Je reviendrai brièvement sur la Première Guerre mondiale, dont Georges-Henri Soutou vous a parlé. Soulignons simplement que la censure mise en œuvre avec l’assentiment de la presse dès le 5 août 1914, entraîne un déficit démocratique, faiblement compensé en 1917 par Clemenceau.

La vénalité de la presse

Si, comme l’affirmait Albert Thibaudet, « la presse est une industrie avant d’être un sacerdoce [7] », il faut bien remarquer que les historiens se sont plus préoccupés du sacerdoce que de l’industrie. En effet, ce sont les juristes qui se sont emparés les premiers de l’économie de la presse, un espace de recherche longtemps délaissé [8]. Les historiens, à la suite des journalistes eux-mêmes, se sont longtemps focalisés sur la question de la vénalité de la presse et plus largement sur celle de l’influence de l’argent sur les contenus éditoriaux. La problématique a été posée dès la monarchie de Juillet par Sainte-Beuve dans son article célèbre, « De la littérature industrielle [9] ». Depuis, elle n’a guère évolué : la presse, ses journalistes et ses patrons, seraient achetés par des puissances financières afin de servir des intérêts particuliers au détriment de la fonction démocratique qui demeure la seule justification de l’existence de la presse. Dès la fin du XIXe siècle, avec l’affaire de Panama, mais surtout dans l’entre-deux-guerres après la publication des papiers d’Arthur Raffalovitch, des pamphlets dévoilent les dessous de la presse, sa « face cachée » dirions-nous aujourd’hui. Ils mettent également l’accent sur la collusion, réelle ou supposée, entre les hommes politiques, les actionnaires et les journalistes. Cette problématique est reprise par des idéologues ancrés aux extrêmes du champ politique. Toutefois, l’analyse des comptes des entreprises de presse montre que la corruption ou la vénalité ne constitue qu’un très faible apport, de l’ordre de 1 %, à l’économie des entreprises de presse [10].

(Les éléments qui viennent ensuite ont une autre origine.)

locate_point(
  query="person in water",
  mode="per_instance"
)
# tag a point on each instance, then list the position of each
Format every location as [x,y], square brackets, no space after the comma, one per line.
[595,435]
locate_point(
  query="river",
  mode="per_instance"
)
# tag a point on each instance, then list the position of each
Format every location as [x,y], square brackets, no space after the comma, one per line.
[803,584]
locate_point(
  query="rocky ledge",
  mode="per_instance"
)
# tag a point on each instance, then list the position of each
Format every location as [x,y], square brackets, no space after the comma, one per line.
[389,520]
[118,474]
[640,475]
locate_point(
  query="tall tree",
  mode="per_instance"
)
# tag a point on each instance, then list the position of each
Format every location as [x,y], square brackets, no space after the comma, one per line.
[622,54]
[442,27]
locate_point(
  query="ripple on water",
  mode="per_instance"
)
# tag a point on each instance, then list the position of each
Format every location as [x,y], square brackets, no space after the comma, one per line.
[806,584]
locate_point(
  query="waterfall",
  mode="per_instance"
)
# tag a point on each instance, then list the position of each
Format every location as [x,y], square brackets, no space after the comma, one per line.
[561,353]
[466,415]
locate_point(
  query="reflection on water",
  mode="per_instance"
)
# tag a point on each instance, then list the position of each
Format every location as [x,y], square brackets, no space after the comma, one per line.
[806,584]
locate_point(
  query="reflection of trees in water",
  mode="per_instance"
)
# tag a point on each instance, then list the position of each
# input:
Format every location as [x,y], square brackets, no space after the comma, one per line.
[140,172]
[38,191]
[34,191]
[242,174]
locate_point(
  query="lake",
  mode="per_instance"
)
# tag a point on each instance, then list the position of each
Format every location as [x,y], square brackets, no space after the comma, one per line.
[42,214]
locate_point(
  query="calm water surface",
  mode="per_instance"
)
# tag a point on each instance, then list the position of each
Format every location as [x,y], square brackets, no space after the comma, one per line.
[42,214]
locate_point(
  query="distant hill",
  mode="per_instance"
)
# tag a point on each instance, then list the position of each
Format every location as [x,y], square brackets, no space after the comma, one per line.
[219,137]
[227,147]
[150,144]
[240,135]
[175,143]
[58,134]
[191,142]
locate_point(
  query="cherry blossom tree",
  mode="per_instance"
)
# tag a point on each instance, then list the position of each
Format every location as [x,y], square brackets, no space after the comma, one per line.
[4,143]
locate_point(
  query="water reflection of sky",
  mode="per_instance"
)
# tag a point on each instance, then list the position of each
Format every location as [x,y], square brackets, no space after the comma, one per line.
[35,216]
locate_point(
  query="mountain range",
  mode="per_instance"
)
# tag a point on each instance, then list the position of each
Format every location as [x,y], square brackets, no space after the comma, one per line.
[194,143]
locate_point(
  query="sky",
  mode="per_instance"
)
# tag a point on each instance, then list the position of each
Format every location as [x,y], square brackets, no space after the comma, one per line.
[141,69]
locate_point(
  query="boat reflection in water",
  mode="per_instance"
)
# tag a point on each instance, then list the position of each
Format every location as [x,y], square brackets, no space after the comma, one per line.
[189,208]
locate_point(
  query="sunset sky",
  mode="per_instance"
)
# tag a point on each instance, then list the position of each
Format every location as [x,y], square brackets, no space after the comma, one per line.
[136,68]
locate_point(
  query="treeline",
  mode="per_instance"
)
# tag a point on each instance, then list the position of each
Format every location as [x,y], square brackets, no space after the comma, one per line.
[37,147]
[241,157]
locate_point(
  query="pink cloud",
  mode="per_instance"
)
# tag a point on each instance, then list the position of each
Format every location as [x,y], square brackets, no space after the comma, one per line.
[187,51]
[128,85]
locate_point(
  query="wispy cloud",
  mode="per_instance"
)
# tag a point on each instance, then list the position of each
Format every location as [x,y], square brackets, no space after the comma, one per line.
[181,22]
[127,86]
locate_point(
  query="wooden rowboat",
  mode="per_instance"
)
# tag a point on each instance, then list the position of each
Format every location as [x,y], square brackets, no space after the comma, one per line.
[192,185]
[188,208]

Médias et journalistes dans les crises politiques : les années 1930

Dans les années 1930, le contexte politique et médiatique de l’affaire Stavisky et du 6 février 1934 est d’une autre nature. La presse vit une période de recomposition durant l’entre-deux-guerres : la propagande assumée pendant la Grande guerre a conduit à une rupture du contrat de confiance entre les lecteurs et les journaux. Les grands quotidiens subissent une érosion de leur lectorat, tandis qu’émerge une presse hebdomadaire très politisée (Gringoire, Je Suis Partout, Candide, Marianne, Vendredi). La concurrence est amplifiée par la naissance d’une presse magazine photographique (Vu, Regards, Match) et surtout par l’émergence d’un nouveau média, la radio. Cette dernière connaît un succès croissant dans les années 1930 : 1 million de postes sont installés en 1930, 5 millions en 1939. En dépit d’accords imposés par les journaux qui cherchent à limiter l’information radiophonique, le direct séduit les Français. Seul Paris-Soir, le quotidien de Jean Prouvost,réussit à augmenter ses tirages, qui atteignent 2 millions d’exemplaires par jour en 1938-1939, grâce à une formule alliant un usage très important de la photographie, la couverture des sports et le grand reportage (Joseph Kessel).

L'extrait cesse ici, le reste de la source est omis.